Tobin contre Tobin

La taxe Tobin, un nom bien lourd à porter si bien que le fameux Tobin, son inspirateur la renie aujourd’hui, pris d’effroi face à ce qu’est devenue aujourd’hui son idée qui ne visait qu’à décourager la spéculation sur les devises et non à sauver le monde. « La tentation de recourir à des recettes trop simples est grande lorsque la résolution de problèmes évidents est trop complexe ou nécessite trop de temps. La taxe Tobin est aujourd’hui conçue comme le remède miracle à tous nos maux » Ernst Welteke, président de la Bundesbank, les Echos du 27 septembre 2001.

Le but de la taxe Tobin, véritable panacée universelle ? Un monde plus juste. En décourageant la spéculation, elle permettrait de juguler crises monétaires et financières et même pour les plus acharnés d’inverser le cours de la globalisation.

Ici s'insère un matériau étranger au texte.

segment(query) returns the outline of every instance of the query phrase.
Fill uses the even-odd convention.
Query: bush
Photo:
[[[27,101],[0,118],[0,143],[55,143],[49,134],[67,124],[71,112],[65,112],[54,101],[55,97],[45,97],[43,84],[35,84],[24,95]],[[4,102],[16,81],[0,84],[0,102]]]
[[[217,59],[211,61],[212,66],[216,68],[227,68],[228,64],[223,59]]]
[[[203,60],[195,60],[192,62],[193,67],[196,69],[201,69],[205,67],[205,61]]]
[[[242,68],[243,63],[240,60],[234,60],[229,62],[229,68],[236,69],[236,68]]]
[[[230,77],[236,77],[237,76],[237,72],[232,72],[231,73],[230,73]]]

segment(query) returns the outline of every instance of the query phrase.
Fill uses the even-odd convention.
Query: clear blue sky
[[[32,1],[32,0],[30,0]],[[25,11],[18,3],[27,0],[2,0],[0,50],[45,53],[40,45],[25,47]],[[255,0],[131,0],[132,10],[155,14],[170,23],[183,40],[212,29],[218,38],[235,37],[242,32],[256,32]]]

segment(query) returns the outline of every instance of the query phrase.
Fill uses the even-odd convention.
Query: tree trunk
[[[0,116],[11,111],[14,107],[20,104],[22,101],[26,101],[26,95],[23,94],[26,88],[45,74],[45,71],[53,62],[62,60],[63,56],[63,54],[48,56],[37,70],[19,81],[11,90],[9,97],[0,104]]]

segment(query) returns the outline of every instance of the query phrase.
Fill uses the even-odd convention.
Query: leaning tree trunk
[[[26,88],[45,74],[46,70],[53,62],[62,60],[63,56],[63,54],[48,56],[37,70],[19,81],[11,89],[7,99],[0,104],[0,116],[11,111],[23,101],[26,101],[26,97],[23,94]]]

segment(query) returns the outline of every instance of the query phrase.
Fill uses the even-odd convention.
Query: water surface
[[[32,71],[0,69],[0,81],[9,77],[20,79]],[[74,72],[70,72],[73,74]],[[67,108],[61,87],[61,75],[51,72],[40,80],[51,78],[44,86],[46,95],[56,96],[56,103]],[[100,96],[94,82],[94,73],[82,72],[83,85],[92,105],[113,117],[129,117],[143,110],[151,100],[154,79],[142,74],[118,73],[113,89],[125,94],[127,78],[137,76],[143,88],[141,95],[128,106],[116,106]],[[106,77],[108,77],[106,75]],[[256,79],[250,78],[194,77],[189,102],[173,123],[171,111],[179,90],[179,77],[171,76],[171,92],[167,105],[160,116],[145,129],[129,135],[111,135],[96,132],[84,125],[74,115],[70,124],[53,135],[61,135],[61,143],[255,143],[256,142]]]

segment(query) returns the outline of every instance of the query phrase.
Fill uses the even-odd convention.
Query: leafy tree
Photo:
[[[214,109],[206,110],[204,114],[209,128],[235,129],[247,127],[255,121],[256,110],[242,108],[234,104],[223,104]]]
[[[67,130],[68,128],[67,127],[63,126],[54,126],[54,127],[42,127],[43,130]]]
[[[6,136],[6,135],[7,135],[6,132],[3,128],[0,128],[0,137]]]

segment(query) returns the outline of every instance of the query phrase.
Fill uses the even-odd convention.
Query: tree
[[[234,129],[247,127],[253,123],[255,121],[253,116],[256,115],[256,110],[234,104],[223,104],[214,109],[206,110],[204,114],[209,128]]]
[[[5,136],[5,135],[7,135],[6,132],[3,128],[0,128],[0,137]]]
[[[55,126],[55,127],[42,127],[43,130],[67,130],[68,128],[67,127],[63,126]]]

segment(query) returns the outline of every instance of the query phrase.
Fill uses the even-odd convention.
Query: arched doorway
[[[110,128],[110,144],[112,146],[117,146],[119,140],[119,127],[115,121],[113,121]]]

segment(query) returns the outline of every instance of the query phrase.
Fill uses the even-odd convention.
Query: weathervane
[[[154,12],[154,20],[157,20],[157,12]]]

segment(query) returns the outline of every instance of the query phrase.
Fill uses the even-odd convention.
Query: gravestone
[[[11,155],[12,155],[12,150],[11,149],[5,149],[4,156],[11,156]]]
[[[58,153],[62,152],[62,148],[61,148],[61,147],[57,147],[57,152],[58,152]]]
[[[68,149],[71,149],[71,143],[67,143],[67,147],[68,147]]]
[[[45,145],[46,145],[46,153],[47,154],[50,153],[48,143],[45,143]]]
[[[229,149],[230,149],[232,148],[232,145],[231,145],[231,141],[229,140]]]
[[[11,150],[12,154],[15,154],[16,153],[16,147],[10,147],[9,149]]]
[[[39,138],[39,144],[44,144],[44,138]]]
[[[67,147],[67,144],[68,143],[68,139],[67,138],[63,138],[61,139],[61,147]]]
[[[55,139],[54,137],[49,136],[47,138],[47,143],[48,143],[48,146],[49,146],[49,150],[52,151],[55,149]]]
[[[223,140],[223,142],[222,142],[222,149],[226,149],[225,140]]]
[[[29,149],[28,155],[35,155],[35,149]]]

Un faible taux d’imposition suffit certainement à affecter de manière significative un marché spéculatif, celui-ci jouant sur des variations de prix très faibles. Pourtant toutes les transactions à court terme ne sont pas « mauvaises ». Les profits engendrés par l’exploitation des différences de cours (profit d’arbitrage) remplissent un rôle primordial pour le fonctionnement des marchés : veiller au maintien d’un prix uniforme sur ceux-ci: c’est ce que l’on appelle l’équilibre. Remettre en cause ces mouvements peut donc mener à des aberrations dommageables.

De plus, les risques de crises monétaires ne disparaîtraient pas pour autant. Ces crises sont le fait d’une gestion difficile au niveau des états et résultent d’une grave perte de confiance qui entraine une forte chute des cours. Seuls les petits mouvements seraient concernés par cette taxe alors qu’ils ne posent pas de problèmes à l’économie réelle.

Le plus grave dans cette vision de la taxe Tobin et qu’elle toucherait indifféremment la spéculation mais aussi le commerce extérieur. Celui-ci serait donc renchéri au détriment des pays les moins développés.

De plus, l’amoindrissement des profits sur le marchés des devises (le champs originel de la taxe Tobin) entraînerait une baisse de la liquidité (des quantités demandées) et donc une plus forte volatilité (quand il y a moins de produits, le marché réagit plus brusquement aux variations de l’offre et la demande). Ainsi la taxe Tobin ne fait pas qu’entraîner des effets secondaires nocifs. Elle peut déstabiliset tout le marché dont le but premier n’est pas la spéculation (qui peut être dommageable mais pas forcément : où est le mal à s’enrichir?)

On peut ajouter que cette taxe ne peut être efficace que si elle est mondialement appliquée sans parler des problèmes techniques d’application. Il y a beaucoup de bonnes raisons de dire non à la taxe Tobin ce qui ne signifie pas que l’on doit rester les bras croisés à rien faire. Les crises financières et monétaires trouvent leurs origines dans des politiques économiques et fiscales inadaptées, dans des problèmes bancaires ou de l’économie réelle. Les marché financiers répercutent les problèmes, dès qu’ils sont avérés, sur les prix. Comme les prix réagissent plus vite que les quantités, les marchés financiers réagissent de manière plus volatile et rapide et tendent plus à l’exagération. Mais cela ne signifie pas que toutes les crises (comme les licenciements) trouvent leur source dans les marchés financiers : ils ne sont souvent qu’un simple reflet.

La taxe Tobin est donc une fausse solution qui crée plus de problème qu’elle n’en résout même si elle part d’une bonne intention, dont l’enfer est pavé d’ailleurs. Il n’est même pas nécessaire d’évoquer les problèmes liés à la redistribution des richesses collectées qui n’arriveraient certainement pas dans les poches de ceux qui en ont besoin pour la rejeter. Adieu taxe Tobin.